The ayahuasca boom has generated a prosperous business of harvesting, planting, processing and exportation in Iquitos. Although ayahuasca drinkers often claim to experience an ecological awakening, their epiphany results in the eradication of the vine in large areas of the Amazon rainforest. A Cash Crop shows how a once abundant and commercially worthless plant species has become an increasingly scarce and expensive product of mass consumption. The book gives voice to people like: Abraham Guevara, owner of a small plantation that provides the vine to middlemen in Iquitos; Ronald Wheelock, maybe the world’s most productive cook; Elizabeth Bardales, owner of a thriving business for processing medicinal plants.
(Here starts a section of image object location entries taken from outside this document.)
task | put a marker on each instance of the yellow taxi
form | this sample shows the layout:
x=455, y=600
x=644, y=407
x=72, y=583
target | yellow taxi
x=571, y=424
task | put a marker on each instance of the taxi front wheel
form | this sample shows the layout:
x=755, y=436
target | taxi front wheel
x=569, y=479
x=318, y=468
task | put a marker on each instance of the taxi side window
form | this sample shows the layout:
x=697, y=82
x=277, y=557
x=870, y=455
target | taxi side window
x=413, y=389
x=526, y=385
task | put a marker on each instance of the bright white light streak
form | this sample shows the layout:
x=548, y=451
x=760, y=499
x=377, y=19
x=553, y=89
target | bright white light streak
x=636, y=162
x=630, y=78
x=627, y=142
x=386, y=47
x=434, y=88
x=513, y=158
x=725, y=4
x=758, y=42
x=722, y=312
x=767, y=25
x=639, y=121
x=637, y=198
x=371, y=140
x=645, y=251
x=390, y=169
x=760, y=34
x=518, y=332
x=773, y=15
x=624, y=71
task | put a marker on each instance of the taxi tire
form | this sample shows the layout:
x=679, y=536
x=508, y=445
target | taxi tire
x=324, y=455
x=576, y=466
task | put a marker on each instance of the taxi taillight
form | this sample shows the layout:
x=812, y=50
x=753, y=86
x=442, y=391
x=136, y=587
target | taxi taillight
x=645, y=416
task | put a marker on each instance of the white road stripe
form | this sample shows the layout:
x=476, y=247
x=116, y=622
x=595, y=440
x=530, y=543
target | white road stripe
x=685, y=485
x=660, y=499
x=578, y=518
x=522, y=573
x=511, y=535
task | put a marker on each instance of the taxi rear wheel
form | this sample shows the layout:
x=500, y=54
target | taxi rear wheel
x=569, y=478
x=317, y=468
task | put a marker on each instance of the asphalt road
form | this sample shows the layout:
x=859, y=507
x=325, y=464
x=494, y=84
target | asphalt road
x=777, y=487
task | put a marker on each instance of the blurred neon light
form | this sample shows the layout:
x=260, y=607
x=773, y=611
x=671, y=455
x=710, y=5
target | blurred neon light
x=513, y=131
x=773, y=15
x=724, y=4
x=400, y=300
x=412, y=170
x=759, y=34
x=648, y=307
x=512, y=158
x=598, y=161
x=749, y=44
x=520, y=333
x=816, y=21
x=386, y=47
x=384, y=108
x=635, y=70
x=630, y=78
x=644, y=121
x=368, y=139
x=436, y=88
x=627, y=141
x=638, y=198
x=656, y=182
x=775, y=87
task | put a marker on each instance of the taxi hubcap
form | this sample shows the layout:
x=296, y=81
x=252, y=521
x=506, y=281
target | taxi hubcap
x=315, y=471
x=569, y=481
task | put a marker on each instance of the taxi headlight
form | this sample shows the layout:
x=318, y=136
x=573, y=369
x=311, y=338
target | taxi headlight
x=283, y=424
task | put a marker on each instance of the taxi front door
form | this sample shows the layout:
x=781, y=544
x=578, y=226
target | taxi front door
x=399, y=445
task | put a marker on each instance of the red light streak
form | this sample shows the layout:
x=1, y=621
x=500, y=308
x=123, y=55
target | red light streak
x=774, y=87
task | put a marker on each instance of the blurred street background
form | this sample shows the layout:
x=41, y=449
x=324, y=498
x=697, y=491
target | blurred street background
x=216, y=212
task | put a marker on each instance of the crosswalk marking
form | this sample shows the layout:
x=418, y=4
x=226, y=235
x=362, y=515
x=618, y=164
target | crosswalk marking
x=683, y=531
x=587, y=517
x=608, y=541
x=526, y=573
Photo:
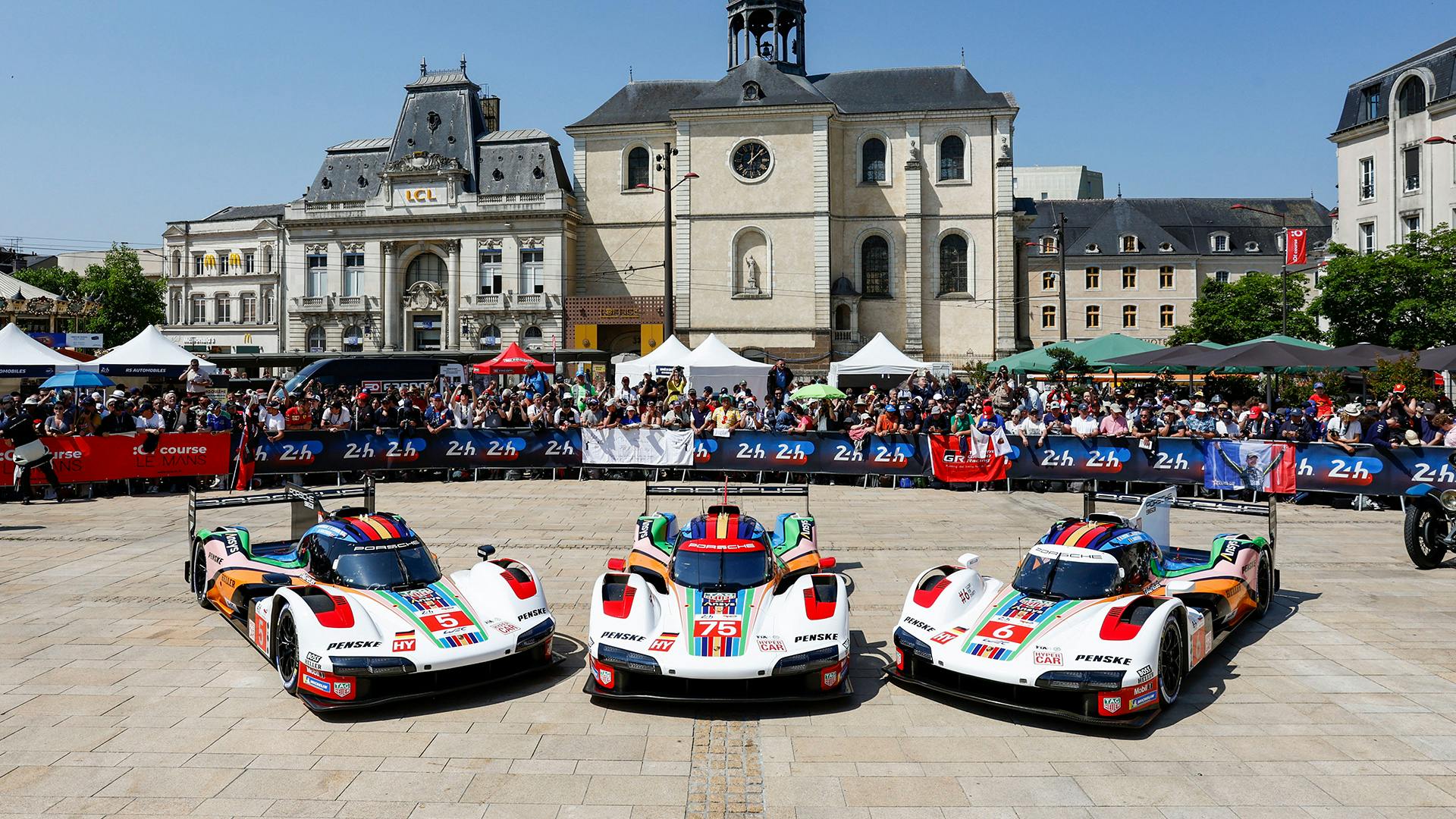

People, their topics and problems

Both Ayahuasca, Iquitos and Monster Vorax and A Cash Crop are firm commitments to audiovisual ethnography—an effort to bring this fascinating social science discipline closer to a general audience. The major themes of contemporary Amazonian ethnography—shamanism, the integration of Indigenous peoples into the market economy, the overexploitation of natural resources, and the challenges of interculturality—are explored in both books through the everyday experiences of several dozen people who are part of the dynamic ayahuasca world in Iquitos. Between the tourists seeking psychedelic experiences for their memory albums and the elder healers mourning the loss of plants and knowledge, there exists an entire myriad of unusual characters that together form a compelling portrait of ayahuasca shamanism.

Visions

Is ayahuasca a visionary plant? That’s what they say, but for many people it’s a dark, nauseating experience.

Megavine

Francisco Montes, owner of the Sachamama lodge, next to a huge specimen of Banisteriopsis caapi.

Gringo Shaman

Ron Wheelock, the Gringo Shaman, one of the most productive cooks of the world. He exports his remedy. 

Overexploitation

High international demand is leading to its eradication in large areas of the Peruvian jungle.

"My friend"

Benigno Dahua, the village healer, wants to set up his own tourist lodge. “That's right, my friend,” he says.

Pioneer

Alan Shoemaker, one of the pioneers of the ayahuasca movement in Iquitos. He is critical of various abuses.

Epigenetics

Colombian-American doctor Joe Tafur has a bold medical theory about how ayahuasca works.

Neighbor

Elocario lives in a town near a lodge, which buys ayahuasca from him at a good price.

Plague

Javier da Silva knows what it is when ayahuasca invades a garden. “It’s like a plague”, he says.

Export

Bowie van der Kroon has been processing and exporting medicinal plants for fifteen years.

Engineer

Forestry engineer Elizabeth Bardales has modernized the processing of ayahuasca.

Lodges

In Iquitos and its surroundings there are more than 50 lodges that offer “traditional” treatments to tourists.

Looting

The Amazon rainforest has been and continues to be ransacked. Is Banisteriopsis a new example?

Plantation

Abraham Guevara has a small ayahuasca plantation and complains about middlemen.

Economy

The lodges in Iquitos employ many people from the surrounding villages to do various jobs.

War

The ayahuasquero Lucho Panduro, who has no qualms about talking about the habitual shamanic wars.

Why a multimedia book?

The irruption of the electronic screen has changed our way of communicating. Today we use texts, sounds, photographs and videos every day to tell and be told. Although the media also draws upon these elements to compose their stories, the result tends to lack coherence: the text of a journalist on the one hand; the images of a photographer; the films of a third party. More than a story, it is a juxtaposition of different stories. The series of multimedia books Ayahuasca, Iquitos and Monster Vorax is an original contribution to telling stories through the screen. Book, because it is a succession of pages that tell a story sequentially; multimedia, because texts, photographs, videos or sounds alternate throughout the pages.

Carlos Suárez Álvarez

I tell stories about the people who inhabit the Amazon rainforest. Through novels, chronicles, documentaries, photographs, academic articles, and lectures, I portray everyday life without giving in to dominant stereotypes. I practice ethnography: the art of living alongside others, observing, and learning—so I can then tell their stories. Ethnography for all audiences.